The Communist Party Central Committee's Sixth Plenum concluded on October 18. While the unstated subjects of the Plenum were preparations for the 2012 Party Congress and continued jockeying among officials for positions in the leadership transition, the express focus of the Plenum was cultural policy—specifically, driving reform of the cultural structure.
The focus on reform of the cultural structure has its roots in three concerns: (1) the perceived decline in ethics among the populace, which to the Party means a decline in the responsiveness of the populace to propaganda; (2) the limited commercial success of the cultural industry or preferred segments thereof; and (3) the limited international appeal or soft power of China's cultural industry.

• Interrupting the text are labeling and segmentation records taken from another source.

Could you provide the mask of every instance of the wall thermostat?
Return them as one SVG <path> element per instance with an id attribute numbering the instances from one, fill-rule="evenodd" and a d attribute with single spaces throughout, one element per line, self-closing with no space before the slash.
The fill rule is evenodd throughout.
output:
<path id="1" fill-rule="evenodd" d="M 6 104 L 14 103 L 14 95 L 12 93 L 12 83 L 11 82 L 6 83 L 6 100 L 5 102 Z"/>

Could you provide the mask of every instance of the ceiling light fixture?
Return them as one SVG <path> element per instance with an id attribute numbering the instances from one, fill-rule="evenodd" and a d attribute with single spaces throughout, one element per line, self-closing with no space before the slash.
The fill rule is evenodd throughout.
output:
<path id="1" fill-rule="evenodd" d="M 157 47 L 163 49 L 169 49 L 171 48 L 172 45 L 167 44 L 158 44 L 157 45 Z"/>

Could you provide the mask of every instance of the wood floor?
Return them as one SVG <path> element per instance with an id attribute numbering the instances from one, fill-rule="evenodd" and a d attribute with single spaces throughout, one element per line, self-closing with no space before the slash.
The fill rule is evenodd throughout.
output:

The communiqué issued at the end of the Plenum provides few specifics on actions to be taken beyond a determination to provide some subsidized cultural content free of charge or at low cost to the populace. There also is a determination to enhance the dissemination of cultural content to increase its availability, which may provide some opportunities for foreign business in technology and marketing.
There is, however, no indication of any intent to relax political control over culture. To the contrary, the emphasis is on "core socialist values" in culture with such values essential to the development of a "national, scientific and popular" culture.
Nevertheless, the focus on development of the cultural sector may indirectly lead to a loosening of some restrictions on content and further opening to foreign programming and investment in order to enhance the popular appeal and global reach of Chinese culture.